Nephropathies with pathological deposits include: Oxalosis following intoxication with noxia containing glycol, oxalic acid or salt of sorrel, nephrocalcinosis following vitamin D intoxication and finally crystallosis after sulfonamide usage.

Drug-induced urolithiasis has been associated with consumption of benemide, sulfonamides, diamox, vitamin B, dicumarol, oxamide und cytostatic agents.

Damage due to radiation treatment or thorotrast use has also been extensively discussed.

Noteworthy is the relatively low importance assigned to interstitial nephritis in connection with drug related injury. In the case of acute interstitial nephritis, sulfonomides, chlorpromazine, irgapyrin and phenylbutazone are cited and, in chronic cases, fluoride and naturally phenacetin. No drug is mentioned under the headings “renal cortical necrosis“ and “thrombotic microangiopathy“.

As a search of the handbooks reveals, many renal side effects are due to application of metallic noxia. If we consider the fact that metallic noxia have been popular since the start of pharmacotherapy, then renal side effects must have been present from the beginning.
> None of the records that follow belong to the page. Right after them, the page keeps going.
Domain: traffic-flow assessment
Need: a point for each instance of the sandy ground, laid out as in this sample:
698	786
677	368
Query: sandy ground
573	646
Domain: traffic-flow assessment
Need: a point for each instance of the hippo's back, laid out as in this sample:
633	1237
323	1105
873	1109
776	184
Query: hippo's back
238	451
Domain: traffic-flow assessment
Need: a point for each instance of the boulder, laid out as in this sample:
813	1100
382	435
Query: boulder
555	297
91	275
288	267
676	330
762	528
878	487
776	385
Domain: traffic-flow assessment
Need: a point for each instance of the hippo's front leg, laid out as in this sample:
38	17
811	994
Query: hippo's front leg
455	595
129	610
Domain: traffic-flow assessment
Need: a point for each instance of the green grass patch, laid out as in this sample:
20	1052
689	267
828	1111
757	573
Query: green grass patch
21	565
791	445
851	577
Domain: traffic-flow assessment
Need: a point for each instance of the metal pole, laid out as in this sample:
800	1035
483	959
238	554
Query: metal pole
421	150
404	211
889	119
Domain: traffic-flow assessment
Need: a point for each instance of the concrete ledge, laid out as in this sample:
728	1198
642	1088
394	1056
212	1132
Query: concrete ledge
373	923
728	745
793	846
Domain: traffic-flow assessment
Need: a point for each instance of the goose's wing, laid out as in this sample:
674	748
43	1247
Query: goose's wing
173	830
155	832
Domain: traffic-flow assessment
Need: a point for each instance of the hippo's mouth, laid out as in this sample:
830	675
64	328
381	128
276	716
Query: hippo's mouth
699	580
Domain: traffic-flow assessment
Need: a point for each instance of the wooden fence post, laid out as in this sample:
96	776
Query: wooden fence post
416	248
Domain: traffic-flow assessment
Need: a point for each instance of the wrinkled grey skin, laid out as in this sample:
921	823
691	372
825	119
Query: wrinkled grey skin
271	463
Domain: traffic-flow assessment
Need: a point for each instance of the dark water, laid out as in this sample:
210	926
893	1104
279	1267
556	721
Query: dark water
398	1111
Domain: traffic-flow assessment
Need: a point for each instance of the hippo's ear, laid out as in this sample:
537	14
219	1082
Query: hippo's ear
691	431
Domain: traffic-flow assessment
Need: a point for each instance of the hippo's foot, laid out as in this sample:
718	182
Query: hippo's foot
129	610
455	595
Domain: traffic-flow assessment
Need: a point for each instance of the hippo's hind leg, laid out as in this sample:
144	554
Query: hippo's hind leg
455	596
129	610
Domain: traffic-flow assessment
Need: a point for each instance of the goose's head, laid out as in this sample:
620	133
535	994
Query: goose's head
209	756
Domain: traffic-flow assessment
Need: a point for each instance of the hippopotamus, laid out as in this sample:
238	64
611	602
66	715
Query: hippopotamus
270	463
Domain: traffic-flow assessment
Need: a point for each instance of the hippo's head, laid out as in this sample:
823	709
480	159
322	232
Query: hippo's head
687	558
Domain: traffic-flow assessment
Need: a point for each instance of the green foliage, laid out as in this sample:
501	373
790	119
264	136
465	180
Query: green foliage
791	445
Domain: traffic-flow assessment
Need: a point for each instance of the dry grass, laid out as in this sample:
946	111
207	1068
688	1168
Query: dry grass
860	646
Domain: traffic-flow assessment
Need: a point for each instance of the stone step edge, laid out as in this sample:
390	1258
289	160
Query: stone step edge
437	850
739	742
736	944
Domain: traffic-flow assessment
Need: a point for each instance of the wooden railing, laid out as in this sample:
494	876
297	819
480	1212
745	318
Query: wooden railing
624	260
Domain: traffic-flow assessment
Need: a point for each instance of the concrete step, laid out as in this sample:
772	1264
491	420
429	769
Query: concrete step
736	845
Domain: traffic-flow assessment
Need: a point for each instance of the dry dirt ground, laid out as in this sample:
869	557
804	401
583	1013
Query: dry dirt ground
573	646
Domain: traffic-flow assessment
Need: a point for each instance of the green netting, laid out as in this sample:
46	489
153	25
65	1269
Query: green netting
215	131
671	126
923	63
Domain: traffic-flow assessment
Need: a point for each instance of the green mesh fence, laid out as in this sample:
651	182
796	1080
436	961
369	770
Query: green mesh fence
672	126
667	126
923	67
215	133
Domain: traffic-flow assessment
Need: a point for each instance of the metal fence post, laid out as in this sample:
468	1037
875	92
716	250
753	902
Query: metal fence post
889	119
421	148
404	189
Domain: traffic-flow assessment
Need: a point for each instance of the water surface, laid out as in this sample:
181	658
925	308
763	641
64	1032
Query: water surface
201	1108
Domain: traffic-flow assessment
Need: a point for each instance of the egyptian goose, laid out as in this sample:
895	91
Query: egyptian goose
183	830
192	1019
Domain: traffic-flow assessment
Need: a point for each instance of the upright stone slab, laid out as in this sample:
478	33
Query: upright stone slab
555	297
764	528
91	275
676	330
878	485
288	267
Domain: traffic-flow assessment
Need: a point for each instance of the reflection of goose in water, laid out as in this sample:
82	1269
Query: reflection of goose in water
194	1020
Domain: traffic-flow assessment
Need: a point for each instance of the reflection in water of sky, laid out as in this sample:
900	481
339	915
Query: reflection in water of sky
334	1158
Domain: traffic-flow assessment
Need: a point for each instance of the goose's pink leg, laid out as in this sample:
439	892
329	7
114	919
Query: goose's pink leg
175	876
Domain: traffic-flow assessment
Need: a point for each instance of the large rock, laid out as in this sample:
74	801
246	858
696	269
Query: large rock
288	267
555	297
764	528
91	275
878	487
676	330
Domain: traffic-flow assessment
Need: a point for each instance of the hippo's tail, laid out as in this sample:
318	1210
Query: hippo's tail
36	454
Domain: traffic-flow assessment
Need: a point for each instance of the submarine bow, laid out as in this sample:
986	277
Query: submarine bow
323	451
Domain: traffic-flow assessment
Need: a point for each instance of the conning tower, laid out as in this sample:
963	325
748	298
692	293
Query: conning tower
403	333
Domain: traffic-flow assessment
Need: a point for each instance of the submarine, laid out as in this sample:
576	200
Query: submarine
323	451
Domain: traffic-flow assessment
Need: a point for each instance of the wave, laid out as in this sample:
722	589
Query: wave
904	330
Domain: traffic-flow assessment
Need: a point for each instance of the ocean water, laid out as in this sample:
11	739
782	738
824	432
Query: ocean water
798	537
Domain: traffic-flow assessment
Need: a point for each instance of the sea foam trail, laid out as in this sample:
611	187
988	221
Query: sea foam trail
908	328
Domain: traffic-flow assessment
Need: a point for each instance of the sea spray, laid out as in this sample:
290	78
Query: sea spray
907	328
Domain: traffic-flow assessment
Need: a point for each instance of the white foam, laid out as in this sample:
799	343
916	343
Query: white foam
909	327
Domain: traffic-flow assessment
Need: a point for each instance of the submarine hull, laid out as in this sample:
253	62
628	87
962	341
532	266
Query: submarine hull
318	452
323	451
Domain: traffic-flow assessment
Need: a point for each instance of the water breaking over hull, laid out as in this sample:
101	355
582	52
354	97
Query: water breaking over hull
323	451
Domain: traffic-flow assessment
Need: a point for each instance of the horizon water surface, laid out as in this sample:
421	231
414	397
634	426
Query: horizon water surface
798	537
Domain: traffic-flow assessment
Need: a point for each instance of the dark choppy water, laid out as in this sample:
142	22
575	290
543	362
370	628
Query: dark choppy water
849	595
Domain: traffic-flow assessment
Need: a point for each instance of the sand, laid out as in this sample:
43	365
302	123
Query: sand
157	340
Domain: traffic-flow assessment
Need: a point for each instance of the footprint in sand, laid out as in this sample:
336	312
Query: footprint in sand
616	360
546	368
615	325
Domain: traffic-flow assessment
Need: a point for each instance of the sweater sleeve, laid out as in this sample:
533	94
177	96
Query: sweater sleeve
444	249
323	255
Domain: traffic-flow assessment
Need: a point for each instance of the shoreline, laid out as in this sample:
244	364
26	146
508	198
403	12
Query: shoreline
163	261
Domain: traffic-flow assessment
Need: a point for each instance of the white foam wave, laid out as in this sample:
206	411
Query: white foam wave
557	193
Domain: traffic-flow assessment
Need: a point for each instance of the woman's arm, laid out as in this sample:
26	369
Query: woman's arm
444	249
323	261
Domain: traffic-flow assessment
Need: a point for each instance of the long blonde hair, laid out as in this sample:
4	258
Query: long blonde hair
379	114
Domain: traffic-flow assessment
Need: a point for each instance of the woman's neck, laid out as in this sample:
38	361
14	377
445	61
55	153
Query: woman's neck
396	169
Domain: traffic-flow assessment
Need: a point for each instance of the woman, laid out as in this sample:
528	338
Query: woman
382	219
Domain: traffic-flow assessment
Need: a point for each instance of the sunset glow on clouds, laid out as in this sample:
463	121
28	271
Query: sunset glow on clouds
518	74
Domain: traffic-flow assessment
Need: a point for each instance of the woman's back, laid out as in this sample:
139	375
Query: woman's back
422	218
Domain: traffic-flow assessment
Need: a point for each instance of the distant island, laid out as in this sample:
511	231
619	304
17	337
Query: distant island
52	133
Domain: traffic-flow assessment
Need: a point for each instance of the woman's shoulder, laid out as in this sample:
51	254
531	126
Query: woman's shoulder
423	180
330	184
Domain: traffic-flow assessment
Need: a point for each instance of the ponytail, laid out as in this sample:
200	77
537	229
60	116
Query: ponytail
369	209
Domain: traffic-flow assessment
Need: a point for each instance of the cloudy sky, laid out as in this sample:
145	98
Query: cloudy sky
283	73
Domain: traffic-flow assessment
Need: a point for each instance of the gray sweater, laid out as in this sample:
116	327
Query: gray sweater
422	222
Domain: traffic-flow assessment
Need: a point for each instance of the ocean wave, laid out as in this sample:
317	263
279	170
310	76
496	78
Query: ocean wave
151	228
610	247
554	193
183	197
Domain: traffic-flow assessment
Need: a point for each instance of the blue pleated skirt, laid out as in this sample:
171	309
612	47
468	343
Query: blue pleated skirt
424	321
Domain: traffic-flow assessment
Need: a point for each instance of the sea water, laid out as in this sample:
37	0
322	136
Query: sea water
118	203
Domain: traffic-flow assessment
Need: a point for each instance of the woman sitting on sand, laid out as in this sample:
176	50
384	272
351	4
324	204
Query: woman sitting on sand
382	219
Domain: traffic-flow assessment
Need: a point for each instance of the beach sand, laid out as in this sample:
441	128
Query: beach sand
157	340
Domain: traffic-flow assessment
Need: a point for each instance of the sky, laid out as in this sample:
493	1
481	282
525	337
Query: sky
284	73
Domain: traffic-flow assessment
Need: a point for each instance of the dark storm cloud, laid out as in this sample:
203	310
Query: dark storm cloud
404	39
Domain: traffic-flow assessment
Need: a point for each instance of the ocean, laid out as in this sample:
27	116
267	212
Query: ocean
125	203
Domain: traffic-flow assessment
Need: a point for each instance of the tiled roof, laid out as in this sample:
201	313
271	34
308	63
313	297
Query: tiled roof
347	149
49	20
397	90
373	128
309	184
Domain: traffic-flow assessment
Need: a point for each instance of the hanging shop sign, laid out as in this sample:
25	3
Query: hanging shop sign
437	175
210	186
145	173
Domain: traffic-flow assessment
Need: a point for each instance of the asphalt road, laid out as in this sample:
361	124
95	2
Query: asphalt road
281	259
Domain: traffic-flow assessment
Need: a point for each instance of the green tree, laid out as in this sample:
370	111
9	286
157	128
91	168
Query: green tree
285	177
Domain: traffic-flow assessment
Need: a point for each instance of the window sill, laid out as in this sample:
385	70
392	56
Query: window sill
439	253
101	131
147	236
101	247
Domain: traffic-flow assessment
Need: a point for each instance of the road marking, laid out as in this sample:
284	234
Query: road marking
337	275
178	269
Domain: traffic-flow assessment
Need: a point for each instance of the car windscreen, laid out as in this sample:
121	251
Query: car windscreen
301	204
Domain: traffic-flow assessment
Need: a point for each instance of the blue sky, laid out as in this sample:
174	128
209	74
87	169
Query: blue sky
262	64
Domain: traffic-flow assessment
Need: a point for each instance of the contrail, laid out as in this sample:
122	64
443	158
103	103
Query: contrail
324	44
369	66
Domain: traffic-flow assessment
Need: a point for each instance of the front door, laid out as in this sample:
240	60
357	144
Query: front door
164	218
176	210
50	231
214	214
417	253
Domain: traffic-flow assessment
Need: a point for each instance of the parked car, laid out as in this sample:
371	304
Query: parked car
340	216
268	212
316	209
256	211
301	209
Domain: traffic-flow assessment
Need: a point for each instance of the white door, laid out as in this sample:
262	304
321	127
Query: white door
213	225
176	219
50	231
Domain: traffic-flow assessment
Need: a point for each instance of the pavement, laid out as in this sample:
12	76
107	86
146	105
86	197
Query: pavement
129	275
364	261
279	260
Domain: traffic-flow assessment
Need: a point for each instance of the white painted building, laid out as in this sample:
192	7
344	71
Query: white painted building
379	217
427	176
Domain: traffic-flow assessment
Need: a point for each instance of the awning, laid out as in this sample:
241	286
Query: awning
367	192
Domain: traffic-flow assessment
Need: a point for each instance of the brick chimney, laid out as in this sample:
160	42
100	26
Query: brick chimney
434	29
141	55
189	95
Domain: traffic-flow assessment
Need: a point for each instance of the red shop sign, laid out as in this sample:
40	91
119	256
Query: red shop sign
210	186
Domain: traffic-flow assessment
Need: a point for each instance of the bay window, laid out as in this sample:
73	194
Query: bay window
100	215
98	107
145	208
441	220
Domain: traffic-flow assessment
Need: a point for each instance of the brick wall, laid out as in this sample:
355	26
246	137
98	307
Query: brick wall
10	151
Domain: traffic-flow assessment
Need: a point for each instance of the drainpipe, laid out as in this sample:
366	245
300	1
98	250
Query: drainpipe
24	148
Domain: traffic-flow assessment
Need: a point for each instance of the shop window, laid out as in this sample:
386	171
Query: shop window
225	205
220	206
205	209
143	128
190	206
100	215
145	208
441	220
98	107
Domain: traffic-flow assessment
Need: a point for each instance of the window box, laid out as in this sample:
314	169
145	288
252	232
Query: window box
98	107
Paracelsus (Philippus Theophrastus Aureolus Bombast von Hohenheim, christened as Theophrastus Bombastus von Hohenheim), known as Paracelsus, (* probably born 10. November 1493 in Egg near Einsiedeln (Switzerland); † 24. September 1541 in Salzburg) favoured mercury, sulphur and salts for therapeutic purposes.

Against this historical background it becomes evident that the term drug-induced nephropathy includes a variety of renal lesions which can be assigned rather specifically to certain drugs. Such associations require, however, targeted bioptic analysis for old and new drugs in the future.

  • Th. Fahr u.a.: Harnorgane, Männliche Geschlechtsorgane. Vol. VI, 1 (1925);
    Niere und ableitende Harnwege Vol. VI.2 (1934)
    In:Handbuch der speziellen Pathologie und Anatomie und Histologie von O. Lubarsch und F.Henke (Hrsg.)
    Berlin Verlag Julius Springer
  • H.U. Zollinger Niere und ableitende Harnwege Vol. 3 (1966)
    In: Spezielle pathologische Anatomie Hrsg. W. Doerr und E. Uehlinger,
    Springer Verlag Berlin Heidelberg New York.